There is no surprise in the Reserve Bank of India’s (RBI) decision to hike its policy rates by 25 basis points (bps) each, but the tone of the three-page mid-quarter policy statement is more hawkish than most analysts would have expected. RBI has made no bones about the fact that the stubbornly high inflation rate is a grave concern and the central bank will persist with its anti-inflationary stance. This means it’s almost certain that RBI will go for yet another round of rate hike in May when it announces the annual monetary policy for fiscal 2012, because inflation is unlikely to come down dramatically by then.
Indeed, for the second time this year, RBI has raised its March-end inflation projection to 8%, 2.5 percentage points higher than its original projection. Wholesale price-based inflation rose to 8.31% in February. The fact that inflation never dropped below 8% in the past one year makes it clear that RBI’s monetary policy, even though the most aggressive among Asian central banks, continues to be accommodative as the policy rate is persistently lower than the rate of inflation.

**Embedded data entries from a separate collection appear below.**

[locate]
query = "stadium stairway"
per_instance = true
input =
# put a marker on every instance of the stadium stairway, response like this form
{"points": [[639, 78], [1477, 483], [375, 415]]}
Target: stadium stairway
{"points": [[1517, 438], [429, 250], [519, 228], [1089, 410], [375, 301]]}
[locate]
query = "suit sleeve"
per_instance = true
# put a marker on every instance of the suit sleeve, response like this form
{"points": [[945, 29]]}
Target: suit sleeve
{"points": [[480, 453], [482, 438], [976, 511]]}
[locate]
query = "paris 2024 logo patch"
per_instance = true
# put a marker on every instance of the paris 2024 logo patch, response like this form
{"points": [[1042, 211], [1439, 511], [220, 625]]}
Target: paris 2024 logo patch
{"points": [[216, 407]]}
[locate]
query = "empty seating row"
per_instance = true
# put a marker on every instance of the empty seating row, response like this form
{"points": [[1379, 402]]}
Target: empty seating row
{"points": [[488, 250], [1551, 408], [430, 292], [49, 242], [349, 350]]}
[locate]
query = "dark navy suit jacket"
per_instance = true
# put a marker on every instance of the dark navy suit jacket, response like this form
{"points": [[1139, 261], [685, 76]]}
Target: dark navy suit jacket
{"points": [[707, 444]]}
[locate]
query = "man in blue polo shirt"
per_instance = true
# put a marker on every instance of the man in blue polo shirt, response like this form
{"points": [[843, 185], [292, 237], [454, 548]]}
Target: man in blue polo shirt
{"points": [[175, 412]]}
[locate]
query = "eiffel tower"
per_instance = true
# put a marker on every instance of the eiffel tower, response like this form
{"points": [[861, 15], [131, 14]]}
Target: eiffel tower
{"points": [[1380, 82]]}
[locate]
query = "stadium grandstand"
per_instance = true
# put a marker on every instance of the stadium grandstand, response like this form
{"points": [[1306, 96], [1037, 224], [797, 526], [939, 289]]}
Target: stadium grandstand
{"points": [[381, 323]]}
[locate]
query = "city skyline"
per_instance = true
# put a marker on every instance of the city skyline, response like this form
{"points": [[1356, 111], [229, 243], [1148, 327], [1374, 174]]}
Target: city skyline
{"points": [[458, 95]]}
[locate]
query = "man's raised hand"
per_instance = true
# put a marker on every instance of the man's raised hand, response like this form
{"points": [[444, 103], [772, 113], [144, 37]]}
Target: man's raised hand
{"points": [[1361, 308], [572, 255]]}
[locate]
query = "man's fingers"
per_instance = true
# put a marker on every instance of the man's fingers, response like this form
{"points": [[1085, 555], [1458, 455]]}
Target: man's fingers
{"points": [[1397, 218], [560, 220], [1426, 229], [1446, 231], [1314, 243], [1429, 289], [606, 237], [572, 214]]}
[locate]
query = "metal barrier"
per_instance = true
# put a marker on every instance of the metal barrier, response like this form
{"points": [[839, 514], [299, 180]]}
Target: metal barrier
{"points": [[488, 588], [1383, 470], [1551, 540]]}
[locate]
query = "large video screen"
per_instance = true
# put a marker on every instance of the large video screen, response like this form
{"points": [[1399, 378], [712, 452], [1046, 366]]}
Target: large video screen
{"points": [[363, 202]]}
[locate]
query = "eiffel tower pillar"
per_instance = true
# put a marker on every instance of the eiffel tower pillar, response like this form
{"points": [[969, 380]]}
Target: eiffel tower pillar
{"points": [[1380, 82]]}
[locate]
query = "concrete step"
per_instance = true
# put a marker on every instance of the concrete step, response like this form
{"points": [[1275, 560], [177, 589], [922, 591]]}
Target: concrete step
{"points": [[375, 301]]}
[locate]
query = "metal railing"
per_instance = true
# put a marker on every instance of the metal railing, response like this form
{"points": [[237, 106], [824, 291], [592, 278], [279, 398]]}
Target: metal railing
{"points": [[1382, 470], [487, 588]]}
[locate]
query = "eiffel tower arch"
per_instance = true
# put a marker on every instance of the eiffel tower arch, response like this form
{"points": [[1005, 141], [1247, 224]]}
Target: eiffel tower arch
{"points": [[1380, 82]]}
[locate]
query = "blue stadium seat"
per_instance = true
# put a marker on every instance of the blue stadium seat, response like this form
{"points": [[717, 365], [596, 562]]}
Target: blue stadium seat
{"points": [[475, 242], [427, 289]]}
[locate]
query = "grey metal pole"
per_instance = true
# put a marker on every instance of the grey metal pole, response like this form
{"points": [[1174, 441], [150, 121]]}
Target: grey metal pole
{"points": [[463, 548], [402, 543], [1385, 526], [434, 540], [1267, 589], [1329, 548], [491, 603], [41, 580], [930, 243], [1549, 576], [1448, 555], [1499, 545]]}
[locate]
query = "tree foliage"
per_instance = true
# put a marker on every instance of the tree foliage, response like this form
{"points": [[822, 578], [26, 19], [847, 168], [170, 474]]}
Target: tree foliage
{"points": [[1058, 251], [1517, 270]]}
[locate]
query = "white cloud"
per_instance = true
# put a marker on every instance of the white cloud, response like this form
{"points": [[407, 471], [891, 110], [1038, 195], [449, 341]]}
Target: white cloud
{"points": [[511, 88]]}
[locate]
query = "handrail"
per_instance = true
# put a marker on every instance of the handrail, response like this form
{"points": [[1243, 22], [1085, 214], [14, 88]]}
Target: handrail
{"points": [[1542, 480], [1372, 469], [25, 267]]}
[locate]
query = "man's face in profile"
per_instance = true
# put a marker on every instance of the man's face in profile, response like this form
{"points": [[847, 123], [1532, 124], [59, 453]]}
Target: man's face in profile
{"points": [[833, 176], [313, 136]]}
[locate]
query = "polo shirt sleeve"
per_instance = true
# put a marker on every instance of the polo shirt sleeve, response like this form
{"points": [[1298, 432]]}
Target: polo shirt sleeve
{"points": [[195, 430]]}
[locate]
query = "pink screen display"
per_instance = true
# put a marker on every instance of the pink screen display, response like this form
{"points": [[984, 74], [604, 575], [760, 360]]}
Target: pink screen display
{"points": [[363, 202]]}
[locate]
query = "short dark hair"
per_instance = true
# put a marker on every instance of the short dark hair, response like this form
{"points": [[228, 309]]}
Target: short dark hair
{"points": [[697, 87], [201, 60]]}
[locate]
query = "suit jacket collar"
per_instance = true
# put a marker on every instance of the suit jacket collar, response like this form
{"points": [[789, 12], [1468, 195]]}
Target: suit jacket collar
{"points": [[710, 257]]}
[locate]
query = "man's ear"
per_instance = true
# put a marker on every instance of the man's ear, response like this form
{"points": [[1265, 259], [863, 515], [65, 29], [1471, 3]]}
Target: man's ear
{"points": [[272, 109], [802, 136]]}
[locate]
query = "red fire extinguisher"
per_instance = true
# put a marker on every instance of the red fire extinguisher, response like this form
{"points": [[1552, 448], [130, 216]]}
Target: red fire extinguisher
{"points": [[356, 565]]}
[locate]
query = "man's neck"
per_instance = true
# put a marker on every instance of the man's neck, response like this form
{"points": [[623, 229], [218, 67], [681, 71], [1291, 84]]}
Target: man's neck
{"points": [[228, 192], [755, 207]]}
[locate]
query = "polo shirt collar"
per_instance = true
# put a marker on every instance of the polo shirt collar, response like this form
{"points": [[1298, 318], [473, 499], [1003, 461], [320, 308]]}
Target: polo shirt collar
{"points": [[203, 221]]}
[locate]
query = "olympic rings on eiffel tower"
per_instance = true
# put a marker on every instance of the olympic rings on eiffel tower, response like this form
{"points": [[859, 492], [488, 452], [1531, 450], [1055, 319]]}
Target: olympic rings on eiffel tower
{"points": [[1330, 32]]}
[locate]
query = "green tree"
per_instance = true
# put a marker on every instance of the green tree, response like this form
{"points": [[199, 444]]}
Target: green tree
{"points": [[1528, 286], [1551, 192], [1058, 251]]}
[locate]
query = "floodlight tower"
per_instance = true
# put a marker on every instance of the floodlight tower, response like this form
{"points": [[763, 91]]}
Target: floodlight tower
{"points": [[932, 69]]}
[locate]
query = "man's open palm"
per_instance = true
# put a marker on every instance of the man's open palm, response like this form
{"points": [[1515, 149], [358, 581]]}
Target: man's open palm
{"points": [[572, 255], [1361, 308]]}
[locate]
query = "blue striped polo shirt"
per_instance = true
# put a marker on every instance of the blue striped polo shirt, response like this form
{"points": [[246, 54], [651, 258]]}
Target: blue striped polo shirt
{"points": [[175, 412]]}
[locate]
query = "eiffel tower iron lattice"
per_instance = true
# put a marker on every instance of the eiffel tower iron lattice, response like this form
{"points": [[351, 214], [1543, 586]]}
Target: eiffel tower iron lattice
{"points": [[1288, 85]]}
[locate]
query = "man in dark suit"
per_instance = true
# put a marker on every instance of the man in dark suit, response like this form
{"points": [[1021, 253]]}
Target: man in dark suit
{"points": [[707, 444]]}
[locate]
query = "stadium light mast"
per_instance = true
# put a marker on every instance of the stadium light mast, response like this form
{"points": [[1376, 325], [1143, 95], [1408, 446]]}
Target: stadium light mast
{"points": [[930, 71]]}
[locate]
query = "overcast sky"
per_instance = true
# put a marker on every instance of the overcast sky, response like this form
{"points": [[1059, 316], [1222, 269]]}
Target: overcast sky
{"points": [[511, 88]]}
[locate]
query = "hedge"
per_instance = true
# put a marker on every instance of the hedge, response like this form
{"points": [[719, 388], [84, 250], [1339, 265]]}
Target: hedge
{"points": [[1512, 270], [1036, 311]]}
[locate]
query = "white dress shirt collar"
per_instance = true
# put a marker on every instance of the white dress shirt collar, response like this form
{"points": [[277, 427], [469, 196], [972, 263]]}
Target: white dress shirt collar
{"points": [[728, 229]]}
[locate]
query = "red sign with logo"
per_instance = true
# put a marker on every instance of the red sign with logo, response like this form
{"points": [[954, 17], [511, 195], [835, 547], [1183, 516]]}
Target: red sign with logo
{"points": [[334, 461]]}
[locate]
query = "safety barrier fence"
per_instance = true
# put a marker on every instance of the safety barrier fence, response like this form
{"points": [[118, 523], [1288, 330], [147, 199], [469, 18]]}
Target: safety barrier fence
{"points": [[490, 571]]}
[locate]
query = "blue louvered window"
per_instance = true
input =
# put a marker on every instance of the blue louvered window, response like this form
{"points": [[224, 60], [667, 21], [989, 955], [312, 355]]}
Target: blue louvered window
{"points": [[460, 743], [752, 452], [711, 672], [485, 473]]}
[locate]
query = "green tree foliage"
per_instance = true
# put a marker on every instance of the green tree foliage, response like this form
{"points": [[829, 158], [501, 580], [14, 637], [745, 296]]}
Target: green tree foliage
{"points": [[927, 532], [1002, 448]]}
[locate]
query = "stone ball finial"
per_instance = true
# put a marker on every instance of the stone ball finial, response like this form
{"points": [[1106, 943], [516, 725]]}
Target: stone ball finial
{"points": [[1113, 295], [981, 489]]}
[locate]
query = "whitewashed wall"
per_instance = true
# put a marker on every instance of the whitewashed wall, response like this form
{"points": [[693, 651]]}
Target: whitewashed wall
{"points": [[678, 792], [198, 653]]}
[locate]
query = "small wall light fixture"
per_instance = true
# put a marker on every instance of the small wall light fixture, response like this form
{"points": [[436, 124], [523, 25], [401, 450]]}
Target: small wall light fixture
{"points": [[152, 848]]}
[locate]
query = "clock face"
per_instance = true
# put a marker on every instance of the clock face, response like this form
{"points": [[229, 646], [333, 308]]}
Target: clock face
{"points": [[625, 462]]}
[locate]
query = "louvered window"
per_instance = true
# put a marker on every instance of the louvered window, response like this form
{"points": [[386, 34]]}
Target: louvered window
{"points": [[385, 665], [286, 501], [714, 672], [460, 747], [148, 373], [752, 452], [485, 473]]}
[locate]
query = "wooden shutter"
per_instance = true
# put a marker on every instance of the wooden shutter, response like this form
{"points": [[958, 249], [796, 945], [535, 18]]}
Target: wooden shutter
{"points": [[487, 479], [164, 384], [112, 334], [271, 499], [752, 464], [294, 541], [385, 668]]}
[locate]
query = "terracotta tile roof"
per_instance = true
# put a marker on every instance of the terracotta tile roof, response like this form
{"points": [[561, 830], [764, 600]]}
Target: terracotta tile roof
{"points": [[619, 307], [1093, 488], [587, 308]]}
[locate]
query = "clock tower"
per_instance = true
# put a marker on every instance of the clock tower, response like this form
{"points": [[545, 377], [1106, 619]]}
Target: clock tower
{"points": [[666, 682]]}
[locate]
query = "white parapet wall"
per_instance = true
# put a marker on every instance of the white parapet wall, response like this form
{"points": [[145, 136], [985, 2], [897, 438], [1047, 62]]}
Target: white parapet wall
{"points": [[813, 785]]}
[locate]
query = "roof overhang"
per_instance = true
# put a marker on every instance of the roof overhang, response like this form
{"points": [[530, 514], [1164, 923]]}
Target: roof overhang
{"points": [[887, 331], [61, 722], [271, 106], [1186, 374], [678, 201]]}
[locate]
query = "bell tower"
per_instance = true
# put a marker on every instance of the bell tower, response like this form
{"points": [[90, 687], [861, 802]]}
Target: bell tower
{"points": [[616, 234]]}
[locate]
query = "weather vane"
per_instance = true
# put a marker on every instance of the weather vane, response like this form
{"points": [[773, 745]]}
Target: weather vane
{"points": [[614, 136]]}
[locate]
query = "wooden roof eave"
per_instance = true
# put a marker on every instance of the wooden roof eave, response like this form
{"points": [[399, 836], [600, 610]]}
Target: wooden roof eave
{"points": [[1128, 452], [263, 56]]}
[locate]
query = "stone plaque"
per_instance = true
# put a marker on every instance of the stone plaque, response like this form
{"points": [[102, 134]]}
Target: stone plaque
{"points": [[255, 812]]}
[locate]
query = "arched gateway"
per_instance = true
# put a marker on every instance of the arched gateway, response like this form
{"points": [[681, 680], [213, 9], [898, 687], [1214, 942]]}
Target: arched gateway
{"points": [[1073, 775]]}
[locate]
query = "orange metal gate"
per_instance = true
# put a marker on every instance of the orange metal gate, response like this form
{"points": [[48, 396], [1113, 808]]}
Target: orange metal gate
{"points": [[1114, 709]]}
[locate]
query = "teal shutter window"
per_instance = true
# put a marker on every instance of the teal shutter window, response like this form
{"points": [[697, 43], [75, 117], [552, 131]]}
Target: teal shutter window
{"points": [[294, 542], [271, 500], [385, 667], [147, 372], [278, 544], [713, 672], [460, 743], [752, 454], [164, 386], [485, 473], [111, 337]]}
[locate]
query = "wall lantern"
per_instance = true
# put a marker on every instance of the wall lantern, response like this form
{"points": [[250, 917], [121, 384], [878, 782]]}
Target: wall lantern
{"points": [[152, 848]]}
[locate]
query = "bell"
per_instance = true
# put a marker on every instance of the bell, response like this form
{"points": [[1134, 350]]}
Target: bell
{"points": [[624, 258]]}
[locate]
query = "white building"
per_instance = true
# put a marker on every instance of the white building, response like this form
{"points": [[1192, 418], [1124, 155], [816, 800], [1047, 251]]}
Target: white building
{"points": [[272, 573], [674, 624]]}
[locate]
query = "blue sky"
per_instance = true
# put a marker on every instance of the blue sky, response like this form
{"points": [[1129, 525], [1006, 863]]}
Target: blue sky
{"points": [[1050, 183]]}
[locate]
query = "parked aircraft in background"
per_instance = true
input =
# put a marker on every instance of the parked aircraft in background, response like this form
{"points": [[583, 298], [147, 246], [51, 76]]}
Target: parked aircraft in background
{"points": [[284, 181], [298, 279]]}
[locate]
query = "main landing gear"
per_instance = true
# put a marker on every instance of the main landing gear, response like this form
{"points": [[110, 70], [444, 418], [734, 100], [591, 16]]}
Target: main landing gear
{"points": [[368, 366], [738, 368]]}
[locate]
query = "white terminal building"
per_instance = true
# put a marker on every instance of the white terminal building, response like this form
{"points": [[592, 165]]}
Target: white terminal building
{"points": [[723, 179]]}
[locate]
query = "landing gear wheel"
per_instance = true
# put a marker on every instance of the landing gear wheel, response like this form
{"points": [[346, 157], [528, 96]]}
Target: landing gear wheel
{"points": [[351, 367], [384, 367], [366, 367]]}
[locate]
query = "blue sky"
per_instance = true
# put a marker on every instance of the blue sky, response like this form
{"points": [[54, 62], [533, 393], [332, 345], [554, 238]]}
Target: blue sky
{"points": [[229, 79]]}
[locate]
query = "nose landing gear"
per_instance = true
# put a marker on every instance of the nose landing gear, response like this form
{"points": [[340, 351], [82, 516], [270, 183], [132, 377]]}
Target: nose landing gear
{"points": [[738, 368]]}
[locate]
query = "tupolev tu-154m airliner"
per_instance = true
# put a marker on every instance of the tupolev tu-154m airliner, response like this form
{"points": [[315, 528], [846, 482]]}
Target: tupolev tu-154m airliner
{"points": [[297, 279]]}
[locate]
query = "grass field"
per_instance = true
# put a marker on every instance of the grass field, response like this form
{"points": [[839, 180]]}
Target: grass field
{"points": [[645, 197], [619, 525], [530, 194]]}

The most critical part of the February inflation figure is that while food inflation came down from 15.7% to 10.65%, the non-food manufacturing inflation rose sharply from 4.8% in January to 6.1%, making it abundantly clear that RBI’s apprehensions about high food inflation spilling over to other sectors and causing a spike in generalized inflation are not misplaced.
Expectedly then, the policy statement has touched upon the risks to growth. At one place it said, “The underlying inflationary pressures have accentuated, even as risks to growth are emerging,” and at another place, RBI will “continue to rein in demand-side inflationary pressures while minimizing risks to growth”. But the final guidance focuses more on fighting inflation at the current juncture than keeping the growth momentum—“based on the current and evolving growth and inflation scenario, the Reserve Bank is likely to persist with the current anti-inflationary stance”.
RBI’s concerns on growth are in the medium term because it has not made any change in its 8.6% projection for economic growth in 2010-11. It has also said that even though the factory output numbers are volatile (industrial production grew at 3.7% in February year-on-year after a 2.5% growth in January), all other indicators such as corporate tax collection, exports, bank credit and the latest Purchasing Managers Index suggest no slowdown in the growth momentum in the world’s second fastest growing major economy. While growth can decelerate in the medium term and fall short of finance minister Pranab Mukherjee’s 9% projection for fiscal 2012, RBI’s immediate concern is inflation, which is now turning out to be demand-driven.
With the latest rate hike, the eighth since March 2010, the repo rate, or the rate at which RBI infuses liquidity into the system (or lends to banks), has gone up to 6.75%, and the reverse repo rate, or the rate at which the banking regulator sucks out liquidity (or borrows from banks), to 5.75%.
From the point of view of banks and companies, the latest rate hike is probably a non-event as bankers are unlikely to rush to raise their loan and deposit rates. They have done so at least twice in the past few months and this round of policy rate hike has already been factored in. So, companies and individual borrowers may not need to fear that their cost of borrowing will go up overnight.
Banks will probably not be in a hurry to raise their rates even in April as typically the demand for credit is slack in the first half of any fiscal year. In the absence of any loan demand, they would not need to raise their deposit rates too. But money will become more expensive once RBI decides to raise its policy rate again in May. And even that may not signal the end of the rate tightening cycle in India. There could be a few more round of rate hikes till the end of the year, until inflation comes down below the policy rate or growth prospects are seriously jeopardized by the tight money policy.